PhotometricSource represents different ways of extracting photometric data from observations, such as aperture photometry with different aperture sizes or PSF photometry.
- id
Primary key identifier
- Type:
int
- name
Name of the photometric method (inherited from mixin)
- Type:
str
- description
Detailed description (inherited from mixin)
- Type:
str
- processing_groups
Processing groups using this photometric source
- Type:
list[ProcessingGroup]
Examples
>>> aperture_2px = PhotometricSource(name="Aperture_2px", ... description="2 pixel radius aperture")
- name: orm.Mapped[str]
- class lightcurvedb.models.DetrendingMethod(**kwargs)
Bases:
LCDBModel
,NameAndDescriptionMixin
Represents a method for removing systematic trends from lightcurves.
DetrendingMethod defines algorithms used to remove instrumental or systematic effects from photometric time series, such as PDC-SAP (Pre-search Data Conditioning Simple Aperture Photometry).
- id
Primary key identifier
- Type:
int
- name
Name of the detrending method (inherited from mixin)
- Type:
str
- description
Detailed description (inherited from mixin)
- Type:
str
- processing_groups
Processing groups using this detrending method
- Type:
list[ProcessingGroup]
Examples
>>> pdc = DetrendingMethod(name="PDC-SAP", ... description="Pre-search Data Conditioning")
- name: orm.Mapped[str]
- class lightcurvedb.models.ProcessingGroup(**kwargs)
Bases:
LCDBModel
,NameAndDescriptionMixin
Combines a photometric source with a detrending method.
ProcessingGroup represents a unique combination of how photometry was extracted and how it was detrended. This allows tracking different processing pipelines applied to the same observations.
- id
Primary key identifier
- Type:
int
- name
Name of the processing group (inherited from mixin)
- Type:
str
- description
Detailed description (inherited from mixin)
- Type:
str
- photometric_source_id
Foreign key to photometric source
- Type:
int
- detrending_method_id
Foreign key to detrending method
- Type:
int
- photometric_source
The photometric extraction method
- Type:
- detrending_method
The detrending algorithm
- Type:
- datasets
Lightcurve datasets using this processing
- Type:
list[DataSet]
Notes
The combination of photometric_source_id and detrending_method_id must be unique, ensuring no duplicate processing groups.
- name: orm.Mapped[str]
- class lightcurvedb.models.DataSet(**kwargs)
Bases:
LCDBModel
A processed lightcurve for a specific target and observation.

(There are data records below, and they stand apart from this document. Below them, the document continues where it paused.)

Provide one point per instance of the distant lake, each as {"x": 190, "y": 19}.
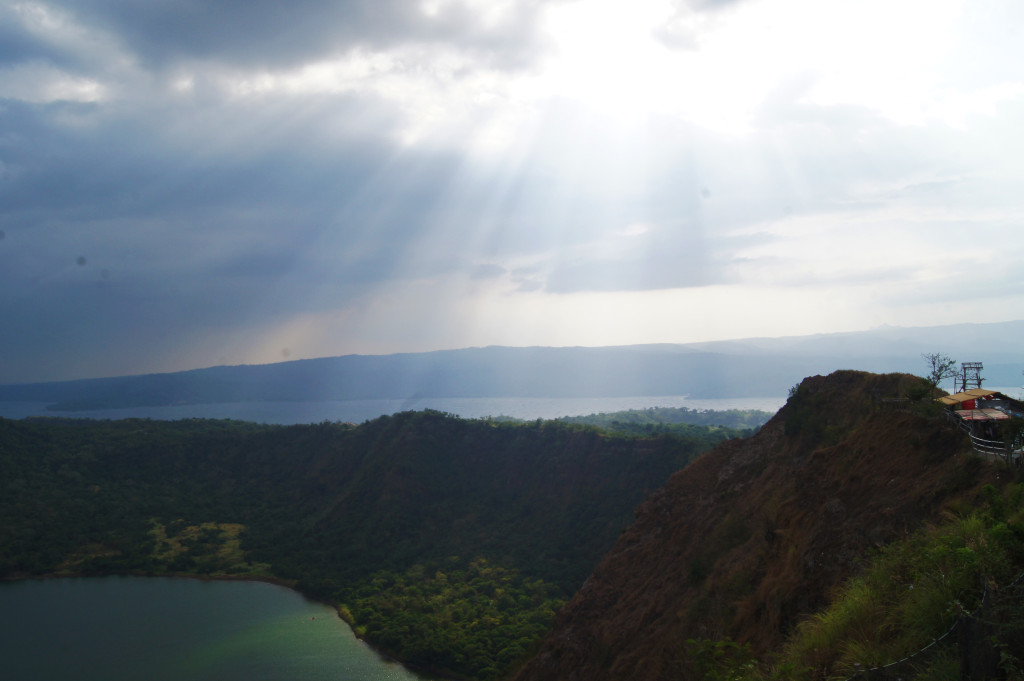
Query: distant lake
{"x": 126, "y": 629}
{"x": 357, "y": 411}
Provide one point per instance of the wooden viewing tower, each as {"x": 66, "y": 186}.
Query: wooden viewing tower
{"x": 970, "y": 377}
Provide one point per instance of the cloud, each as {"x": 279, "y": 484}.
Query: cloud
{"x": 265, "y": 33}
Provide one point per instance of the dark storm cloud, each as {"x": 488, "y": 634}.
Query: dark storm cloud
{"x": 282, "y": 34}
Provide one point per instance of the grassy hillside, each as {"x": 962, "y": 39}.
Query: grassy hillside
{"x": 765, "y": 557}
{"x": 448, "y": 542}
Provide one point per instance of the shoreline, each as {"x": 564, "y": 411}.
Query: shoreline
{"x": 433, "y": 675}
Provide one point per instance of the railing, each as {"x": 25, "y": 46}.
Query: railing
{"x": 988, "y": 448}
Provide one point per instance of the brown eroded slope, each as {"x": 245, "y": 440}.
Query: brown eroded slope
{"x": 754, "y": 535}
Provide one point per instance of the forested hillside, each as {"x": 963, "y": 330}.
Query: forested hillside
{"x": 448, "y": 542}
{"x": 845, "y": 535}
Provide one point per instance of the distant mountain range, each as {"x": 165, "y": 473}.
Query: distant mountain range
{"x": 753, "y": 367}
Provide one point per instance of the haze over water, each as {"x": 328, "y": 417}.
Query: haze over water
{"x": 357, "y": 411}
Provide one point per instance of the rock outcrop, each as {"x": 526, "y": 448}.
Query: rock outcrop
{"x": 752, "y": 537}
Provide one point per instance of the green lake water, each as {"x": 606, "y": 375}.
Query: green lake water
{"x": 125, "y": 628}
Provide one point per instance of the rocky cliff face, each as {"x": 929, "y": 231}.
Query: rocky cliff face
{"x": 752, "y": 537}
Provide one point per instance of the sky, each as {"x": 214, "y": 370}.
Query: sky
{"x": 186, "y": 183}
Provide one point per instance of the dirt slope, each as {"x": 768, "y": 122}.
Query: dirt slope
{"x": 753, "y": 536}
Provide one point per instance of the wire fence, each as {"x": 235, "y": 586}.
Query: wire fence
{"x": 971, "y": 642}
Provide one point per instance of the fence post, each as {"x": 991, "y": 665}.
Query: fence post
{"x": 979, "y": 656}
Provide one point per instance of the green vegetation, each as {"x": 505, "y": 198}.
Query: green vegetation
{"x": 366, "y": 516}
{"x": 478, "y": 616}
{"x": 918, "y": 599}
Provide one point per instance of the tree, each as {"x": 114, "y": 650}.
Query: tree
{"x": 940, "y": 368}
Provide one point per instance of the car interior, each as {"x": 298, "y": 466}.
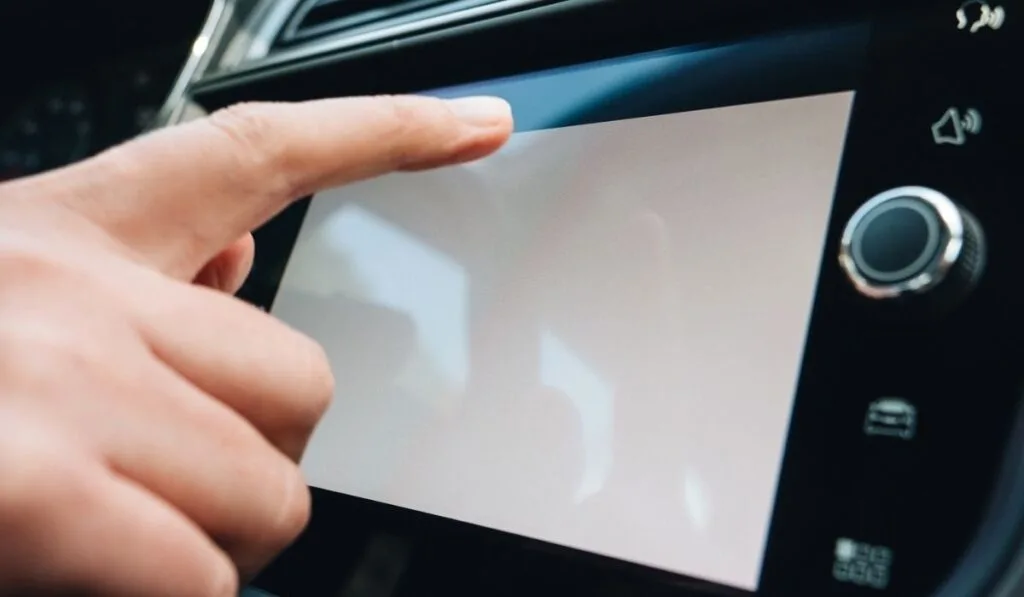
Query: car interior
{"x": 735, "y": 312}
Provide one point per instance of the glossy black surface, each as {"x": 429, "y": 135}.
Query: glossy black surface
{"x": 915, "y": 500}
{"x": 82, "y": 76}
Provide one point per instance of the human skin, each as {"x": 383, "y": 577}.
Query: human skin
{"x": 151, "y": 424}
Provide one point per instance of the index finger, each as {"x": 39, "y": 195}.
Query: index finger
{"x": 178, "y": 196}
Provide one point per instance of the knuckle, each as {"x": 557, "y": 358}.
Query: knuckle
{"x": 222, "y": 580}
{"x": 38, "y": 475}
{"x": 293, "y": 509}
{"x": 250, "y": 129}
{"x": 318, "y": 381}
{"x": 407, "y": 119}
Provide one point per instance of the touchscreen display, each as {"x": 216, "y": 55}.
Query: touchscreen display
{"x": 592, "y": 338}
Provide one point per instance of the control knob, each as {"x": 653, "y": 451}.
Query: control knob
{"x": 912, "y": 243}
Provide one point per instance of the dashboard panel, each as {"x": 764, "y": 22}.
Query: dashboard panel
{"x": 91, "y": 75}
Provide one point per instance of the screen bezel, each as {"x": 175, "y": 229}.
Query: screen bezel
{"x": 380, "y": 70}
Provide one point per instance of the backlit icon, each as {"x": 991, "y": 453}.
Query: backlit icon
{"x": 953, "y": 127}
{"x": 892, "y": 418}
{"x": 977, "y": 14}
{"x": 862, "y": 564}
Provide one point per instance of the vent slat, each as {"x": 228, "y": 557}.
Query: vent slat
{"x": 318, "y": 18}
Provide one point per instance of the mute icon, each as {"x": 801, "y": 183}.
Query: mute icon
{"x": 953, "y": 128}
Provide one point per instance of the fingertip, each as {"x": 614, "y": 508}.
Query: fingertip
{"x": 482, "y": 112}
{"x": 486, "y": 125}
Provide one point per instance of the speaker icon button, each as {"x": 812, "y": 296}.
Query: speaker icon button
{"x": 954, "y": 127}
{"x": 974, "y": 15}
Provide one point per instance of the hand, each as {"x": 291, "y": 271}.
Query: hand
{"x": 151, "y": 423}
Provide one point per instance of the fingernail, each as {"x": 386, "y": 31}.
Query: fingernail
{"x": 482, "y": 111}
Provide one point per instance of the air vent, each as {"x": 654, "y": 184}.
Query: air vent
{"x": 318, "y": 18}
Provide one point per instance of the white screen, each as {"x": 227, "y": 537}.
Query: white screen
{"x": 592, "y": 338}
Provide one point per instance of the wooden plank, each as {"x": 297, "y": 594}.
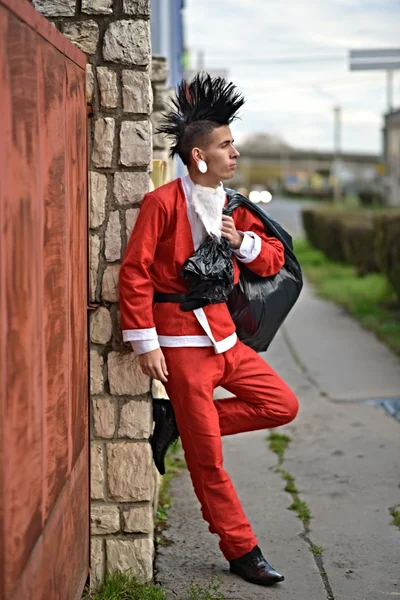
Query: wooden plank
{"x": 51, "y": 79}
{"x": 23, "y": 303}
{"x": 76, "y": 123}
{"x": 31, "y": 17}
{"x": 5, "y": 137}
{"x": 58, "y": 566}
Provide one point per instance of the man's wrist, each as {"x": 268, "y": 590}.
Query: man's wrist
{"x": 236, "y": 245}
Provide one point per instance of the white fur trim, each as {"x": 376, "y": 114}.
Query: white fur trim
{"x": 179, "y": 341}
{"x": 250, "y": 247}
{"x": 208, "y": 204}
{"x": 133, "y": 335}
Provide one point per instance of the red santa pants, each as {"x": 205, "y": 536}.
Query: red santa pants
{"x": 262, "y": 401}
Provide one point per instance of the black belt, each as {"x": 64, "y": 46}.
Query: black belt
{"x": 187, "y": 304}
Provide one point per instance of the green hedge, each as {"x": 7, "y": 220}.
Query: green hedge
{"x": 367, "y": 239}
{"x": 387, "y": 246}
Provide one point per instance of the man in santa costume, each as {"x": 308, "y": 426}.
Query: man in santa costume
{"x": 193, "y": 352}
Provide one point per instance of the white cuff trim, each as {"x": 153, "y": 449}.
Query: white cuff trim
{"x": 179, "y": 341}
{"x": 250, "y": 247}
{"x": 133, "y": 335}
{"x": 143, "y": 346}
{"x": 222, "y": 345}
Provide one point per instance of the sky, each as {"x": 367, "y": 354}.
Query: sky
{"x": 290, "y": 59}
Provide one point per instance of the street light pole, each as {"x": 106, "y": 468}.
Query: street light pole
{"x": 337, "y": 191}
{"x": 389, "y": 90}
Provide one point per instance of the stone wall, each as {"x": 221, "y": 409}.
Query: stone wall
{"x": 115, "y": 35}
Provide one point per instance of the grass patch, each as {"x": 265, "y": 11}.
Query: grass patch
{"x": 369, "y": 299}
{"x": 210, "y": 592}
{"x": 123, "y": 586}
{"x": 174, "y": 464}
{"x": 301, "y": 507}
{"x": 395, "y": 513}
{"x": 278, "y": 442}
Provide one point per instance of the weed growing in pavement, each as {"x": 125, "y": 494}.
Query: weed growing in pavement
{"x": 301, "y": 507}
{"x": 174, "y": 465}
{"x": 278, "y": 442}
{"x": 123, "y": 586}
{"x": 395, "y": 512}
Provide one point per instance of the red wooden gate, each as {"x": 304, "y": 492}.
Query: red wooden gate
{"x": 44, "y": 490}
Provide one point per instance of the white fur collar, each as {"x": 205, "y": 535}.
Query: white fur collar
{"x": 208, "y": 204}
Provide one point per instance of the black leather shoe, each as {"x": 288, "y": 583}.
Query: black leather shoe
{"x": 165, "y": 431}
{"x": 254, "y": 568}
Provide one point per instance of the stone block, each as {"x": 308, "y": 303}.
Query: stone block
{"x": 94, "y": 258}
{"x": 84, "y": 34}
{"x": 96, "y": 373}
{"x": 131, "y": 218}
{"x": 135, "y": 556}
{"x": 107, "y": 80}
{"x": 89, "y": 84}
{"x": 136, "y": 7}
{"x": 104, "y": 518}
{"x": 135, "y": 420}
{"x": 130, "y": 188}
{"x": 129, "y": 472}
{"x": 139, "y": 519}
{"x": 160, "y": 141}
{"x": 96, "y": 472}
{"x": 109, "y": 288}
{"x": 97, "y": 563}
{"x": 127, "y": 42}
{"x": 103, "y": 417}
{"x": 113, "y": 237}
{"x": 97, "y": 7}
{"x": 98, "y": 194}
{"x": 137, "y": 95}
{"x": 161, "y": 97}
{"x": 100, "y": 326}
{"x": 55, "y": 8}
{"x": 135, "y": 144}
{"x": 103, "y": 142}
{"x": 125, "y": 375}
{"x": 159, "y": 69}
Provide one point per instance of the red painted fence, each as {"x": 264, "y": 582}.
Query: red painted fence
{"x": 44, "y": 489}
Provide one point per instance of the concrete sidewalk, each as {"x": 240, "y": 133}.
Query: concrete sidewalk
{"x": 344, "y": 456}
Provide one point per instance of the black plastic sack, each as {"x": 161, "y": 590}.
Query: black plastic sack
{"x": 259, "y": 305}
{"x": 209, "y": 272}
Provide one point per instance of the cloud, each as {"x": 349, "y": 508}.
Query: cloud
{"x": 290, "y": 60}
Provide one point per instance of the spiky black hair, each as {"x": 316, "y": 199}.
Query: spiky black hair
{"x": 199, "y": 107}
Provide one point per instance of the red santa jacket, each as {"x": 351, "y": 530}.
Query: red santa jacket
{"x": 159, "y": 245}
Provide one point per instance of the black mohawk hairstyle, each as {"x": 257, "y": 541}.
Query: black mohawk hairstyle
{"x": 206, "y": 98}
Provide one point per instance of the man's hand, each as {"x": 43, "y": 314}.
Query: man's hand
{"x": 229, "y": 231}
{"x": 153, "y": 364}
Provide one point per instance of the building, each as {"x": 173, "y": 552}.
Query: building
{"x": 392, "y": 156}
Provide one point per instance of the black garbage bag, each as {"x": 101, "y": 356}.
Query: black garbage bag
{"x": 209, "y": 273}
{"x": 259, "y": 305}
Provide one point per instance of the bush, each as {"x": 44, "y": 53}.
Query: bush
{"x": 358, "y": 239}
{"x": 327, "y": 228}
{"x": 387, "y": 245}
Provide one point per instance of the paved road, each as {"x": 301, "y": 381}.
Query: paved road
{"x": 344, "y": 456}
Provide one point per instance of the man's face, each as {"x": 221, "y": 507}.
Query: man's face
{"x": 220, "y": 153}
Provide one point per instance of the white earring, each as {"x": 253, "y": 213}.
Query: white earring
{"x": 202, "y": 166}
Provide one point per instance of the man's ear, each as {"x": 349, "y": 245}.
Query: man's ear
{"x": 197, "y": 155}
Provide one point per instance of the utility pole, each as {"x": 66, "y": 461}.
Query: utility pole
{"x": 337, "y": 141}
{"x": 389, "y": 90}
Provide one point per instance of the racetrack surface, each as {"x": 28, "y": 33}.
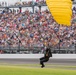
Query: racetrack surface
{"x": 71, "y": 62}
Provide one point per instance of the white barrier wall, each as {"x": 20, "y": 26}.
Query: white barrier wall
{"x": 36, "y": 56}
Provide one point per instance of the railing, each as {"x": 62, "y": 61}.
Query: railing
{"x": 36, "y": 50}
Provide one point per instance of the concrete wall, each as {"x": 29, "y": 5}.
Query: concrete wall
{"x": 36, "y": 56}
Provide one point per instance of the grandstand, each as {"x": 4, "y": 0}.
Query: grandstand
{"x": 29, "y": 31}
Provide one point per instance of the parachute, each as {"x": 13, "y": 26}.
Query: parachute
{"x": 61, "y": 11}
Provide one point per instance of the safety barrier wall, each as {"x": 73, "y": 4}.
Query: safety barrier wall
{"x": 36, "y": 56}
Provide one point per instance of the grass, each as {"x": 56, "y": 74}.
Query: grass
{"x": 25, "y": 70}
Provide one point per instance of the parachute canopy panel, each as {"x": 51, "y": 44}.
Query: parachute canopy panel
{"x": 61, "y": 11}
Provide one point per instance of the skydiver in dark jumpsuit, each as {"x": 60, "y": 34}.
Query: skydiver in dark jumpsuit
{"x": 46, "y": 57}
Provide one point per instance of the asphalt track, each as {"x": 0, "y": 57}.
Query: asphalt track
{"x": 69, "y": 62}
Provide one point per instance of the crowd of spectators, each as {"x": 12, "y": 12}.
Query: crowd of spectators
{"x": 35, "y": 30}
{"x": 24, "y": 3}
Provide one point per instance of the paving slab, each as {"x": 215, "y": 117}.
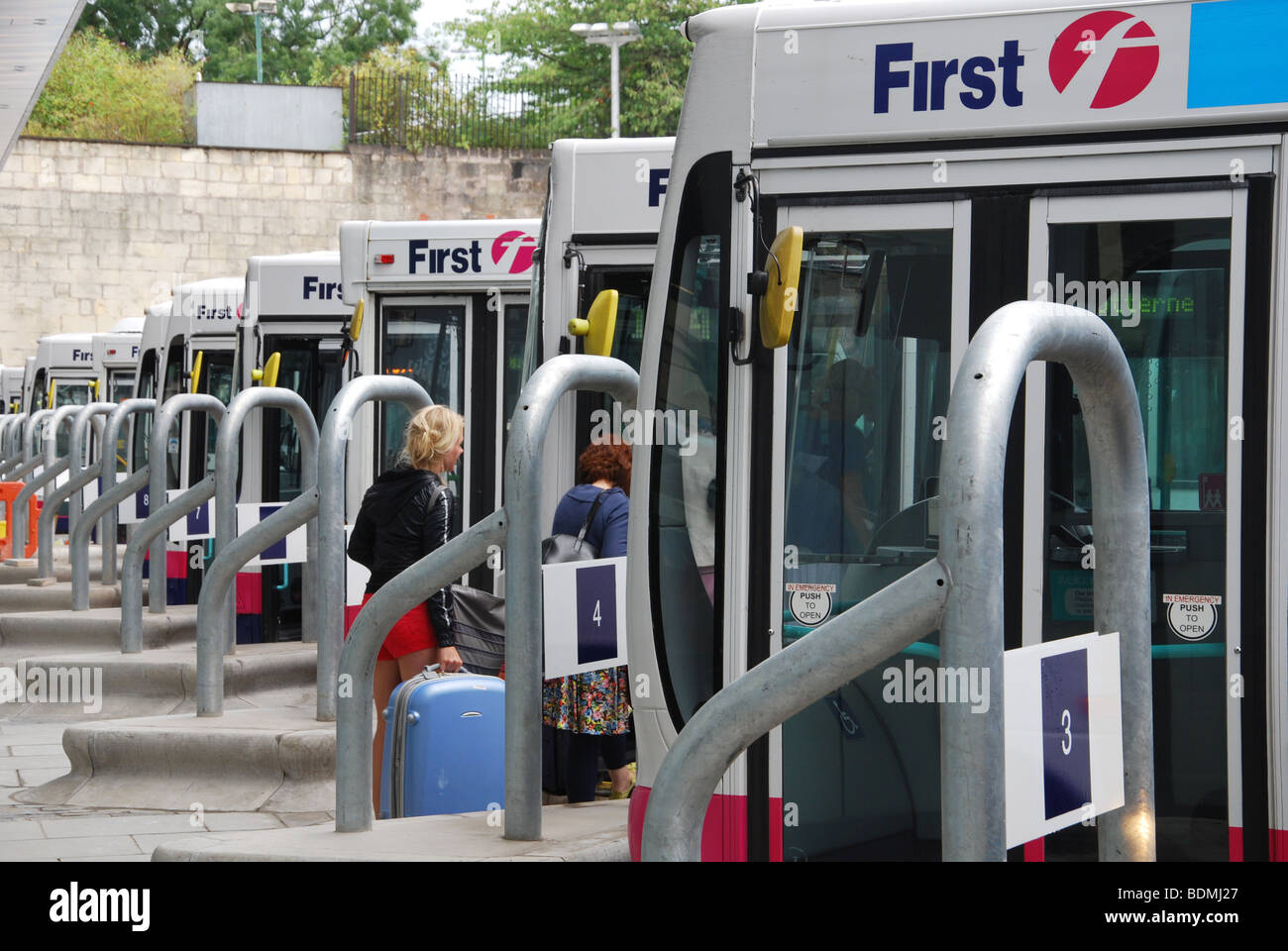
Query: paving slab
{"x": 58, "y": 596}
{"x": 278, "y": 759}
{"x": 590, "y": 831}
{"x": 22, "y": 570}
{"x": 30, "y": 633}
{"x": 163, "y": 681}
{"x": 35, "y": 849}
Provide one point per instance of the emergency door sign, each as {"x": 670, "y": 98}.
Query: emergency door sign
{"x": 585, "y": 615}
{"x": 1064, "y": 736}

DataSet is the central model that connects a target, an observation, and a processing method to produce a final lightcurve. It stores the actual photometric measurements and uncertainties.
- id
Primary key identifier
- Type:
int
- processing_group_id
Foreign key to processing group
- Type:
int
- target_id
Foreign key to target
- Type:
int
- observation_id
Foreign key to observation
- Type:
int
- values
Array of photometric measurements (flux or magnitude)
- Type:
ndarray[float64]
- errors
Array of measurement uncertainties
- Type:
ndarray[float64], optional
- processing_group
The processing method used
- Type:
- target
The astronomical target
- Type:
- observation
The source observation
- Type:
Notes
This is the main table for storing lightcurve data. Each row represents one complete lightcurve for a target processed with a specific method.
Quality Flag Model¶
- class lightcurvedb.models.QualityFlagArray(**kwargs)
Bases:
LCDBModel
,CreatedOnMixin
Stores quality flag arrays for astronomical observations.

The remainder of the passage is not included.